Une table, une chaise, une fenêtre peuvent suffire à se déconnecter du monde et des soucis du quotidien. La banalité comme base de départ vers une paix nourrie de beauté et de totale liberté.

Un des mes lieux de paix est la cuisine de mes vacances. Le soir, par la fenêtre, je peux assister aux couchers du soleil derrière le pic du Lizieux. Jamais pareils, parfois décevants, ces spectacles colorés peuvent être étonnants, bouleversants de beauté. Pas facile d’en parler, tellement on a vu de photos idylliques sur le sujet ! Et pourtant, assister à ces jeux aléatoires de couleurs qui changent de nuance imperceptiblement procure un sentiment de paix, de sérénité, de joie aussi, de simple bonheur. Et si Dieu n’avait créé la Terre et tout ce qui l’entoure que pour cette beauté-là ?

 

(© pixabay)

 

 

 

Quand le spectacle est fini, je me tourne d’un quart de tour sur ma chaise. Devant moi, sur la table, une feuille blanche. Dans ma main un crayon à papier fin et bien taillé. Je lance le premier trait, au hasard, puis à partir de ce trait, j’en trace d’autres, sans savoir où je vais. Tout ce que j’ai fini par comprendre, c’est que je recherche l’équilibre. Un équilibre aussi aléatoire que les couleurs du couchant, qui se construit au fur et à mesure de traits, de courbes, de détails minuscules ou de silhouettes qui apparaissent, presque malgré moi. Souvent des oiseaux surgissent au milieu d’entrelacs plutôt végétaux, élégants, dressés sur de longues pattes, ou trapus avec des pieds palmés. Ou des poissons, ou des poissons-oiseaux, ou des visages étranges mais plutôt souriants. Des insectes improbables, avec des ailes et des chaussures. J’aime bien dessiner de grosses chaussures à mes personnages. Question d’équilibre encore, sans doute, d’ancrage au sol. J’aime dessiner aussi des chapeaux rigolos aux lutins qui régulièrement viennent s’inviter dans mes dessins.

 

 

Peu à peu, je me suis créé un univers totalement imaginaire et inutile. Un truc qui me prend des heures et qui ne sert à rien. Des heures de totale liberté, canalisée uniquement par la pointe de la mine de mon crayon. Des heures de calme, de repos, de ressourcement. Des heures de créativité en noir et blanc, sans autre but que le plaisir du moment. L’esprit se vide de toute préoccupation.

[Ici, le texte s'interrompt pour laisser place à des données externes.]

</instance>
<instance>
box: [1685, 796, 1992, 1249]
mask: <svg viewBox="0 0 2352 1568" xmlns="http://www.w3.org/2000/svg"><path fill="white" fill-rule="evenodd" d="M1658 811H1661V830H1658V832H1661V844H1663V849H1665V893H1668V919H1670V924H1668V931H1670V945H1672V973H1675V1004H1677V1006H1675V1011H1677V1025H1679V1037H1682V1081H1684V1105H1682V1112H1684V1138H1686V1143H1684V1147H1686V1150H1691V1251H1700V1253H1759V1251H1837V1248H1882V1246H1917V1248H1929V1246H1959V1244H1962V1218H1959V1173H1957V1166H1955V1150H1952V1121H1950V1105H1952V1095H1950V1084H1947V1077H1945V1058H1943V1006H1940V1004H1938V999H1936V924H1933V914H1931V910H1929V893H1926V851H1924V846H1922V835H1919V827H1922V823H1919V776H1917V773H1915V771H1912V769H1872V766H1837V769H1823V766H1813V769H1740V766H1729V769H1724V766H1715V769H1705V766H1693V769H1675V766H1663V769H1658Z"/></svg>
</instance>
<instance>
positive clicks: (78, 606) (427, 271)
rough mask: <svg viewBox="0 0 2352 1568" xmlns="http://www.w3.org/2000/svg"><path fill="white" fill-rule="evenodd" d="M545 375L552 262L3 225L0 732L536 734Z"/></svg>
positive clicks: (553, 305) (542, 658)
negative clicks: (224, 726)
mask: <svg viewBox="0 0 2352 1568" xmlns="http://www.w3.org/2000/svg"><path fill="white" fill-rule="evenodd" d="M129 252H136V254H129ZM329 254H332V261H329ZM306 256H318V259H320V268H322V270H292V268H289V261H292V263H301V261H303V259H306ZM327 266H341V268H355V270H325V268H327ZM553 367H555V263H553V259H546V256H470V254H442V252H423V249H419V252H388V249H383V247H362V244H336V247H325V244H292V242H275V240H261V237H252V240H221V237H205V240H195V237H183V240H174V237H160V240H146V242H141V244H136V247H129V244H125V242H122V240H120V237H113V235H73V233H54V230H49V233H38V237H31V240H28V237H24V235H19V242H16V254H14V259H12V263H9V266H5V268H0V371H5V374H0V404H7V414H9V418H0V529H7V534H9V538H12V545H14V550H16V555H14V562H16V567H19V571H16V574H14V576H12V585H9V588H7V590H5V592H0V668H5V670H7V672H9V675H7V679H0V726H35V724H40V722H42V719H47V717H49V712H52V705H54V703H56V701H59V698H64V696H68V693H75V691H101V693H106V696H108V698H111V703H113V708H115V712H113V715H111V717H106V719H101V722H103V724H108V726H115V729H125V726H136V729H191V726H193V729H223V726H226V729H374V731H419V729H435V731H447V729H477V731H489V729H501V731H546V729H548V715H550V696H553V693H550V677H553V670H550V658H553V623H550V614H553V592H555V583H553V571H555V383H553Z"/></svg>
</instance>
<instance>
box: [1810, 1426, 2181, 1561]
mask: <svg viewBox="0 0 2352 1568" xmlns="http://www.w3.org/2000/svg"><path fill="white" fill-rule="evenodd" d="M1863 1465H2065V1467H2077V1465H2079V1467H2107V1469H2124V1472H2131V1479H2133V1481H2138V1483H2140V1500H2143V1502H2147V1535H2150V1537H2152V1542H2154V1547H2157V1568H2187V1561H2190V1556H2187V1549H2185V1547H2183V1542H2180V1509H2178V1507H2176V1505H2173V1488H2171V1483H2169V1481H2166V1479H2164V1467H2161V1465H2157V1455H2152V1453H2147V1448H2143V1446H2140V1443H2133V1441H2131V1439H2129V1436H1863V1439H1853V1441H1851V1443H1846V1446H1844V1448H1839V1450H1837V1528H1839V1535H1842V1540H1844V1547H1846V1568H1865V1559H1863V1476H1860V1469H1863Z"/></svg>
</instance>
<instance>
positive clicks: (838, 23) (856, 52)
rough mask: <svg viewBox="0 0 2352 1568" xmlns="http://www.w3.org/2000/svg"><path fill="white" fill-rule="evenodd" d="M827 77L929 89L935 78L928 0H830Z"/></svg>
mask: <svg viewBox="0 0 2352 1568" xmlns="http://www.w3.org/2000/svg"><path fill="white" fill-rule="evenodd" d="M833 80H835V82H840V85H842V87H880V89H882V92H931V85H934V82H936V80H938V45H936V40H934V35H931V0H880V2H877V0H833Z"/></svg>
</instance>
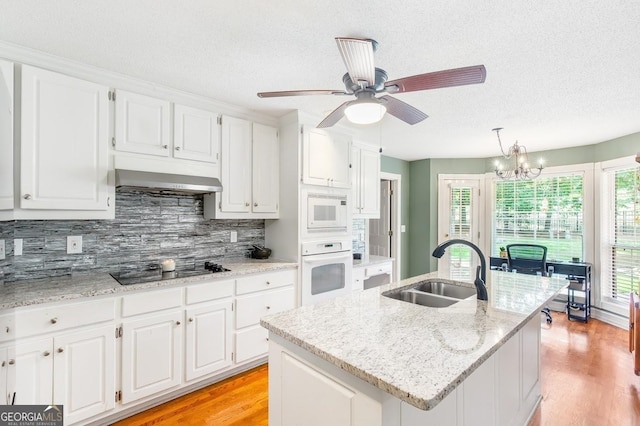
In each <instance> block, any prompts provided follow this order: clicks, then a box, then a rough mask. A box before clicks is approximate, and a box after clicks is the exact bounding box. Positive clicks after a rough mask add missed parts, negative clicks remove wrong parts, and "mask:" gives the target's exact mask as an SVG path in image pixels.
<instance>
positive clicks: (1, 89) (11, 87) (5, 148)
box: [0, 60, 13, 210]
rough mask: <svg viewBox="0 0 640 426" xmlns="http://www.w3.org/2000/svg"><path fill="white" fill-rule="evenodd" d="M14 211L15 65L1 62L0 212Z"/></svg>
mask: <svg viewBox="0 0 640 426" xmlns="http://www.w3.org/2000/svg"><path fill="white" fill-rule="evenodd" d="M11 209H13V63H11V62H7V61H3V60H0V210H11Z"/></svg>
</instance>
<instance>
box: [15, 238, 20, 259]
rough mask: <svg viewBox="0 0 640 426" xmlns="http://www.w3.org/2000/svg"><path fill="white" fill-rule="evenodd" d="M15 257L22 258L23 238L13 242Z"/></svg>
mask: <svg viewBox="0 0 640 426" xmlns="http://www.w3.org/2000/svg"><path fill="white" fill-rule="evenodd" d="M13 255H14V256H22V238H16V239H14V240H13Z"/></svg>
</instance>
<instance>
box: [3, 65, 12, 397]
mask: <svg viewBox="0 0 640 426" xmlns="http://www.w3.org/2000/svg"><path fill="white" fill-rule="evenodd" d="M11 209H13V63H11V62H7V61H2V60H0V210H11ZM0 399H1V398H0Z"/></svg>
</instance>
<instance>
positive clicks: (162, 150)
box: [115, 90, 171, 157]
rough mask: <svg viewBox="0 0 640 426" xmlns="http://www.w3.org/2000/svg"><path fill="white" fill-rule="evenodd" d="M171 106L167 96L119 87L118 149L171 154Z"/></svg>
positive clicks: (148, 152) (118, 91) (116, 131)
mask: <svg viewBox="0 0 640 426" xmlns="http://www.w3.org/2000/svg"><path fill="white" fill-rule="evenodd" d="M170 107H171V105H170V103H169V101H165V100H163V99H157V98H152V97H151V96H144V95H140V94H137V93H131V92H126V91H124V90H118V91H117V93H116V120H115V121H116V140H115V148H116V149H117V150H118V151H126V152H136V153H139V154H149V155H157V156H160V157H168V156H169V154H170V150H169V144H170V134H169V119H170Z"/></svg>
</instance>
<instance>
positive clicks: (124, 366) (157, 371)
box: [121, 310, 182, 404]
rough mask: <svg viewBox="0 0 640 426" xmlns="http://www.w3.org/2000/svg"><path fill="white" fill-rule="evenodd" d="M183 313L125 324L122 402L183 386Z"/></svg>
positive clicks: (137, 321) (158, 316)
mask: <svg viewBox="0 0 640 426" xmlns="http://www.w3.org/2000/svg"><path fill="white" fill-rule="evenodd" d="M180 318H181V311H179V310H172V311H169V312H165V313H164V314H160V315H154V316H152V317H146V318H144V319H139V320H131V321H126V322H124V323H123V324H122V332H123V335H122V376H121V383H122V403H123V404H126V403H129V402H131V401H135V400H136V399H139V398H143V397H145V396H149V395H152V394H154V393H156V392H160V391H164V390H167V389H169V388H171V387H174V386H177V385H179V384H180V364H181V362H182V357H181V350H180V347H181V345H182V322H181V320H180Z"/></svg>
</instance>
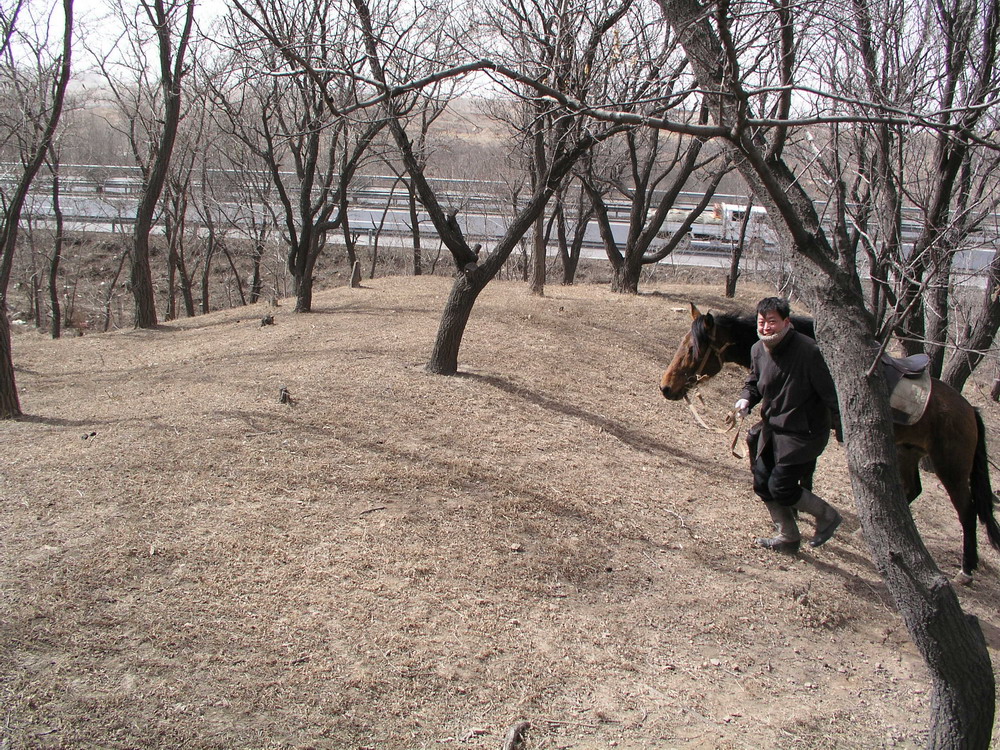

Tout ce qui compte, c’est ce crayon qui va noircir un peu plus ce trait, combler ce vide, rattraper cette courbe ratée… Une forme de méditation qui échappe à la mainmise de l’intellect. Un lâcher prise. Un voyage hors de l’espace et du temps, pour mieux y revenir, comme rassurée, protégée, stimulée par cet univers où rien de mal ne peut arriver.

 

 

Ces traits inutiles me relient au dessin des nervures d’une feuille, des branches d’un arbre, des ailes d’un papillon, aux traces du vent sur le sable mouillé, aux ondulations des graminées l’été… Il y a partout dans la Création, du microcosme au cosmos, une splendeur à couper le souffle et totalement inutile. Dans cette inutilité là, je me ressource. Pour elle, je rends grâce à Dieu.